Chandrayaan-2 orbiter finds water on lunar surface – Times of India

NEW DELHI: Though Chandrayaan-2 mission lander hard-landed on the lunar surface in 2019, its orbiter is doing wonders as one of the eight key scientific instruments on board it has detected the “unambiguous presence of hydroxyl and water molecules” on the lunar surface. The findings will certainly give a heads-up to Isro as it is scheduled to launch its next lander-specific lunar mission Chandrayaan-3 in 2022.
Indian researchers used the data obtained by the orbiter’s imaging infrared spectrometer (IIRS), meant to collect information from the Moon’s electromagnetic spectrum, to understand the lunar mineral composition. Three strips on the Moon’s surface were analysed by an IIRS sensor for hydration presence.

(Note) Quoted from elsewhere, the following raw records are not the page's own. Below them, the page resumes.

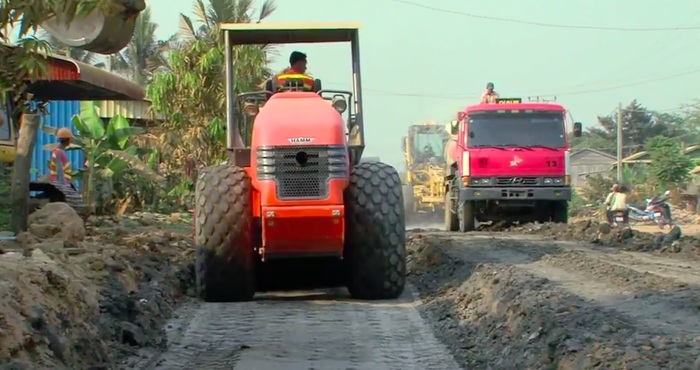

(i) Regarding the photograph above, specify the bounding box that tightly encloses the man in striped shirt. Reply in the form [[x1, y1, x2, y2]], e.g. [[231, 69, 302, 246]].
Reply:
[[49, 127, 75, 186]]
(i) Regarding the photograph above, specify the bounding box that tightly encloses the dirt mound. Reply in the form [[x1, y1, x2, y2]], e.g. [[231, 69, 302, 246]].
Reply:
[[407, 233, 450, 275], [510, 220, 699, 255], [0, 207, 194, 369], [406, 232, 700, 369]]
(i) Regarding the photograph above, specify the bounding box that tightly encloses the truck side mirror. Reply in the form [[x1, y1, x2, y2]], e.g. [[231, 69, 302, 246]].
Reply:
[[401, 137, 406, 151], [573, 122, 582, 137], [450, 120, 459, 135]]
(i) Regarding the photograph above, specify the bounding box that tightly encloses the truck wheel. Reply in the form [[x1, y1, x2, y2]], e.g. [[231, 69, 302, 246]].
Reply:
[[345, 162, 406, 300], [444, 186, 458, 231], [551, 200, 569, 223], [194, 165, 255, 302], [459, 200, 476, 232]]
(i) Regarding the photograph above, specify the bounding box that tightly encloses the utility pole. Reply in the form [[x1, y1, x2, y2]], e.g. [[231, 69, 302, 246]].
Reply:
[[616, 102, 623, 182]]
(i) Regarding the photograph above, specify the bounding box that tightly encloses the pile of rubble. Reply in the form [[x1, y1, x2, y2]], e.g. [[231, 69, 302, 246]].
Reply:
[[510, 219, 698, 255], [0, 204, 194, 369]]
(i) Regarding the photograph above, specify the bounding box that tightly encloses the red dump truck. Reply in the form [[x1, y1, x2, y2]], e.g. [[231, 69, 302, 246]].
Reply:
[[443, 98, 582, 232]]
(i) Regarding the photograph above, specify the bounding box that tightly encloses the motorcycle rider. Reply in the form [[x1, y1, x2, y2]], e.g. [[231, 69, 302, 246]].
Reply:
[[605, 183, 629, 224], [604, 183, 618, 223]]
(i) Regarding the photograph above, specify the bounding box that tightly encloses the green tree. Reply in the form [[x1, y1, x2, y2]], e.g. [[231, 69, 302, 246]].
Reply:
[[596, 100, 688, 156], [42, 103, 163, 214], [145, 0, 277, 210], [147, 0, 277, 178], [646, 135, 693, 189]]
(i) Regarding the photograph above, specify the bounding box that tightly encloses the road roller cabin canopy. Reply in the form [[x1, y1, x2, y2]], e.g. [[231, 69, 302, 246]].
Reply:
[[219, 22, 366, 153], [219, 22, 362, 44], [11, 49, 145, 101]]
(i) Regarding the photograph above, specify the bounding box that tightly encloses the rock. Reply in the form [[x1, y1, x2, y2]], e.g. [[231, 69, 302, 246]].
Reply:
[[663, 226, 682, 245], [15, 232, 38, 247], [30, 249, 55, 264], [28, 224, 61, 239], [27, 203, 85, 242], [34, 240, 65, 254], [120, 321, 145, 347], [46, 325, 68, 361]]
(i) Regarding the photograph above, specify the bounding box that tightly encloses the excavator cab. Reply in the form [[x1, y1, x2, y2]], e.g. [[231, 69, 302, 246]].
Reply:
[[0, 93, 17, 164], [193, 23, 407, 303]]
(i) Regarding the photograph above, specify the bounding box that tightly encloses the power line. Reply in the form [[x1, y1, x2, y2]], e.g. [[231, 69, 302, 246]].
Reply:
[[326, 68, 700, 102], [388, 0, 700, 31], [556, 10, 700, 91], [535, 68, 700, 97]]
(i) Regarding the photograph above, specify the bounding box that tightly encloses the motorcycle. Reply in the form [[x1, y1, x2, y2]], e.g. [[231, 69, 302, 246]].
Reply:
[[627, 190, 673, 229], [610, 209, 630, 227]]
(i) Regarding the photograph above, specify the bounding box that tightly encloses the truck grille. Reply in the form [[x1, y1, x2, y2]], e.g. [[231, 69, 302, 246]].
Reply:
[[495, 176, 539, 186], [257, 145, 347, 199]]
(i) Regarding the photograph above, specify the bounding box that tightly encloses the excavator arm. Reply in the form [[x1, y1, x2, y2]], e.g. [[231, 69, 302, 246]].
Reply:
[[41, 0, 146, 54]]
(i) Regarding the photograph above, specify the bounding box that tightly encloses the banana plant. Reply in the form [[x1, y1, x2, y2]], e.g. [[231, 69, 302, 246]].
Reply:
[[42, 102, 164, 213]]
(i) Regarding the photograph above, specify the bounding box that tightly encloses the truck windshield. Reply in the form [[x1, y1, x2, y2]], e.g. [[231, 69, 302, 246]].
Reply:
[[467, 111, 566, 148]]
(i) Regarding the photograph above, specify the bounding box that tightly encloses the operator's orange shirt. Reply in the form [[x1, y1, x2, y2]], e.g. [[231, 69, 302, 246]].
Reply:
[[275, 68, 314, 91]]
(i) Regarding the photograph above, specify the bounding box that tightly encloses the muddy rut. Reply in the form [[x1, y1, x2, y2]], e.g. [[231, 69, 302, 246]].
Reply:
[[407, 230, 700, 369]]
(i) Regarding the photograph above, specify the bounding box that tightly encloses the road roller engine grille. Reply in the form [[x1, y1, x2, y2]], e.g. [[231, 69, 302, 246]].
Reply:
[[257, 145, 347, 199]]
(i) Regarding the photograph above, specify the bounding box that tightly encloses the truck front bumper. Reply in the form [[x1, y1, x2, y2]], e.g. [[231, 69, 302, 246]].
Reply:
[[459, 187, 571, 201]]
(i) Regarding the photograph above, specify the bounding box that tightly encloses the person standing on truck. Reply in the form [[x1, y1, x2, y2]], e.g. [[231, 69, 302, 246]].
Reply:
[[275, 51, 315, 91], [480, 82, 499, 103], [48, 127, 76, 189]]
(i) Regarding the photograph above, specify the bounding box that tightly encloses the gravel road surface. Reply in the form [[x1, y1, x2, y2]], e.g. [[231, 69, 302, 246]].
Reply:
[[124, 287, 461, 370]]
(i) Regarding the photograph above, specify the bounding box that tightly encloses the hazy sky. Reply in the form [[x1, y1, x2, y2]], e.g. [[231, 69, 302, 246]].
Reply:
[[144, 1, 700, 167]]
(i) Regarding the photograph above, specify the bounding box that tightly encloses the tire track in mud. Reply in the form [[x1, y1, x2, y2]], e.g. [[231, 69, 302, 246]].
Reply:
[[130, 288, 460, 370], [407, 231, 700, 369]]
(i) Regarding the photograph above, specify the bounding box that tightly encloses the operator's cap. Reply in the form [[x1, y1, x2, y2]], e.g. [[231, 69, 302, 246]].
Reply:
[[289, 51, 307, 65], [486, 82, 494, 88]]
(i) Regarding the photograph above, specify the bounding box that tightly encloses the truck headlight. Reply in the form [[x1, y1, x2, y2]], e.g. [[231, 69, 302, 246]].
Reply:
[[543, 177, 564, 185], [471, 178, 491, 185]]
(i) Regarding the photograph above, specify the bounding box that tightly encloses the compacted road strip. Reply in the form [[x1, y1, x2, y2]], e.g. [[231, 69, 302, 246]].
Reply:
[[135, 287, 461, 370]]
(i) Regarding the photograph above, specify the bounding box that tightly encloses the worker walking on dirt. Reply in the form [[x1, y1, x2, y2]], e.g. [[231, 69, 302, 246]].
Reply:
[[275, 51, 314, 91], [480, 82, 499, 103], [49, 128, 76, 189]]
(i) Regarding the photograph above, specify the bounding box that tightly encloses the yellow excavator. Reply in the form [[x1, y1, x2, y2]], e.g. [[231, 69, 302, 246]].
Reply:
[[401, 121, 450, 223]]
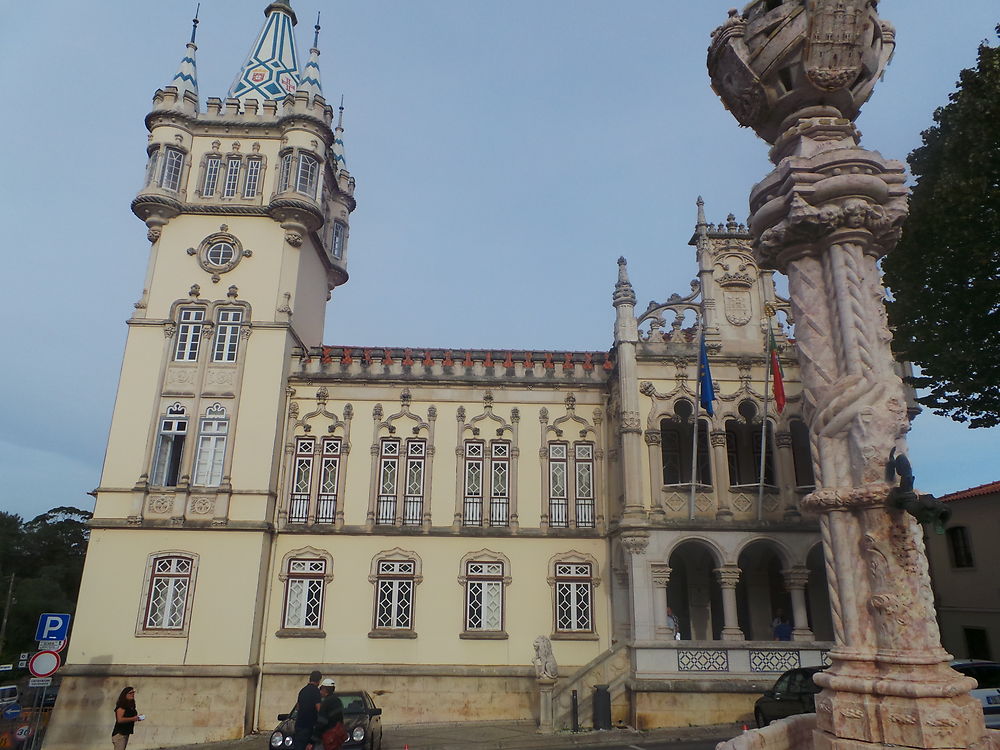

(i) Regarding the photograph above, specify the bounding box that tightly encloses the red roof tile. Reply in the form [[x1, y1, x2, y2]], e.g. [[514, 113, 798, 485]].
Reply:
[[938, 481, 1000, 502]]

“The initial data analysis from IIRS clearly demonstrates the presence of widespread lunar hydration and unambiguous detection of OH and H2O signatures on the Moon between 29 degrees north and 62 degrees north latitude,” said the findings of Indian researchers that were recently published in Current Science journal. Plagioclase-rich rocks have been found to have higher OH or possibly H2O molecules when compared to mare regions, which were found to have more dominance of OH at higher surface temperature, it said.
The study, authored by scientists, including former Isro chairman A S Kiran Kumar, from Indian Institute of Remote Sensing (IIRS), Dehradun, Ahmedabad-based Space Applications Centre, Bengaluru-based U R Rao Satellite Centre and the Isro headquarters, says the discovery is “significant for future planetary exploration for resource utilisation”, as several international missions, both manned and unmanned, to the Moon are lined up in the next few years.

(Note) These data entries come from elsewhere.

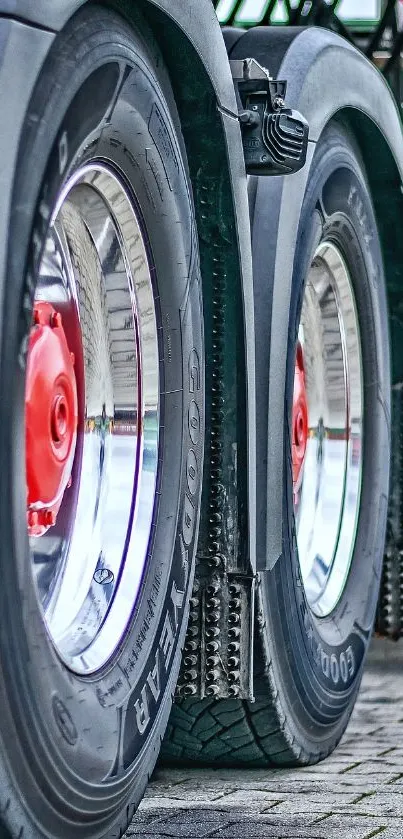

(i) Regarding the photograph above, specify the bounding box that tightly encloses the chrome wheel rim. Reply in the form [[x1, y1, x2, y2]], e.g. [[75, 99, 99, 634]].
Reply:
[[28, 162, 159, 673], [295, 241, 363, 617]]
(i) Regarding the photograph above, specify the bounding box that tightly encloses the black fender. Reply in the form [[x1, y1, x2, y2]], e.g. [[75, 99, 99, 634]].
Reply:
[[0, 0, 257, 577], [228, 26, 403, 571]]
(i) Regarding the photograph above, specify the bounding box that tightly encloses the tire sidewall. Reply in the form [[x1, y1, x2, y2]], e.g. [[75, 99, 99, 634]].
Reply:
[[261, 123, 390, 742], [0, 9, 203, 837]]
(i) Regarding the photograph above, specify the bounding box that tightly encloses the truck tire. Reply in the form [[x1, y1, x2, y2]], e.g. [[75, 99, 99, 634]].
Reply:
[[0, 6, 203, 837], [163, 121, 389, 766]]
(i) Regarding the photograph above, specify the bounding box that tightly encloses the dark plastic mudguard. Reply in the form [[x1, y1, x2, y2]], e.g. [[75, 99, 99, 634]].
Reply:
[[0, 19, 54, 349], [228, 26, 403, 572]]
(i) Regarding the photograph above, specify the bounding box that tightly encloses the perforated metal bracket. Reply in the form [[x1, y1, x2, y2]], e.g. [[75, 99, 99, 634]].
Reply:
[[175, 161, 255, 701], [230, 57, 309, 176], [176, 573, 255, 700]]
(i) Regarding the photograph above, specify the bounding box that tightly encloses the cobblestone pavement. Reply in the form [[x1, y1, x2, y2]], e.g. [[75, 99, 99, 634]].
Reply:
[[128, 639, 403, 838]]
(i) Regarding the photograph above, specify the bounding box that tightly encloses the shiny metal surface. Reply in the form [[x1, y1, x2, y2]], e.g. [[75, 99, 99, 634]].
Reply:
[[295, 242, 363, 617], [30, 163, 159, 673]]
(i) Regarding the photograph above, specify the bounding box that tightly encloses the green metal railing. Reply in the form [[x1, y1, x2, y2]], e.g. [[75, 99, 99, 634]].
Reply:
[[213, 0, 403, 108]]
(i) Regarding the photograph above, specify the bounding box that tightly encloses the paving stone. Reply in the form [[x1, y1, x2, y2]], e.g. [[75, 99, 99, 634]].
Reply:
[[213, 814, 387, 839], [310, 814, 389, 838], [138, 811, 236, 838], [339, 791, 403, 817], [128, 638, 403, 838], [266, 791, 361, 815], [213, 790, 285, 807]]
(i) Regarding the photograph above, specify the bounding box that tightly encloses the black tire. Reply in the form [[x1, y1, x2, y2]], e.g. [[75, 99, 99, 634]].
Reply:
[[163, 121, 389, 766], [0, 6, 203, 837]]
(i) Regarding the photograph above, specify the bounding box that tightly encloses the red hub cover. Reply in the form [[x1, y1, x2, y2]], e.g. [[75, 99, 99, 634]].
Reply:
[[292, 341, 308, 495], [25, 302, 78, 536]]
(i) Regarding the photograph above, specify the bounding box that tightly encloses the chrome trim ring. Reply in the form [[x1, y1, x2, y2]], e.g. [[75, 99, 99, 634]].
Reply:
[[30, 163, 159, 673], [295, 241, 363, 618]]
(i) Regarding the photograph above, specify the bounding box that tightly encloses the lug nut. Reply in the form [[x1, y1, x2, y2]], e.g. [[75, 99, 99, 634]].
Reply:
[[51, 311, 62, 329], [27, 510, 38, 527]]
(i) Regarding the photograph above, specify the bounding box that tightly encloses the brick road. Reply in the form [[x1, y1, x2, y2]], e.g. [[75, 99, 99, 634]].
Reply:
[[128, 638, 403, 838]]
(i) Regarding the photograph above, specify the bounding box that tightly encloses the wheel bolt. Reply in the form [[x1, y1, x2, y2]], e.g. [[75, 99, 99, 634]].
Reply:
[[27, 510, 38, 527], [51, 311, 62, 329], [38, 509, 56, 527]]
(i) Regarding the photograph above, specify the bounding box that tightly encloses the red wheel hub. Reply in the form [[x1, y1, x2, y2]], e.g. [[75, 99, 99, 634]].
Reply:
[[292, 341, 308, 494], [25, 302, 78, 536]]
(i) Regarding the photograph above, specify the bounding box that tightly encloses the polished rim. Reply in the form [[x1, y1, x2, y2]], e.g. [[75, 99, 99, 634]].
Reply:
[[27, 162, 159, 673], [294, 241, 363, 617]]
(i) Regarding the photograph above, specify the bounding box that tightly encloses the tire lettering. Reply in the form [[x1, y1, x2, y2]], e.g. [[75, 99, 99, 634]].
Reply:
[[148, 103, 179, 190], [347, 184, 372, 246], [347, 645, 355, 678], [52, 695, 78, 746], [182, 493, 196, 547], [188, 400, 201, 446], [321, 650, 330, 679], [147, 652, 161, 701], [340, 651, 348, 683], [301, 604, 357, 686], [189, 348, 201, 393], [128, 346, 202, 743], [180, 534, 190, 583], [187, 449, 198, 496], [160, 611, 175, 669], [170, 580, 184, 631], [59, 131, 68, 175], [330, 654, 339, 685], [134, 686, 150, 735]]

India’s first moon mission Chandrayaan-1, launched in 2008, had first confirmed the presence of water when an instrument on board it — Moon Mineralogy Mapper or M3— belonging to Nasa’s JPL, first detected widely distributed hydration signatures across the Moon using 3 µm spectral response. However, due to limited spectral coverage of M3 (only up to 3 µm), the exact nature of the hydration signatures could not be ascertained. This made discrimination between OH and H2O detection difficult, said the report. But IIRS on-board Chandrayaan-2, which was launched on 22 July 2019, is not only indigenous but has also been designed to measure lunar reflected and emitted solar radiation in 0.8–5.0 µm spectral range. Its high spatial resolution (~80 m) and extended spectral range is most suitable to completely characterise lunar hydration (2.8–3.5 µm region) attributed to the presence of OH and H2O.
The report from the data also observed that the brighter sunlit highland regions at higher latitudes of the Moon were found to have higher hydroxyl or possibly water molecules, that is enhanced hydration, compared to the large basaltic plain regions where hydroxyl appeared to be dominant, especially at higher surface temperature.
The thermal stability of these hydration features depends upon how they interact with one another, with the surface and their environment at particular temperature range and therefore provides important clues about their origin and evolution, the research paper said.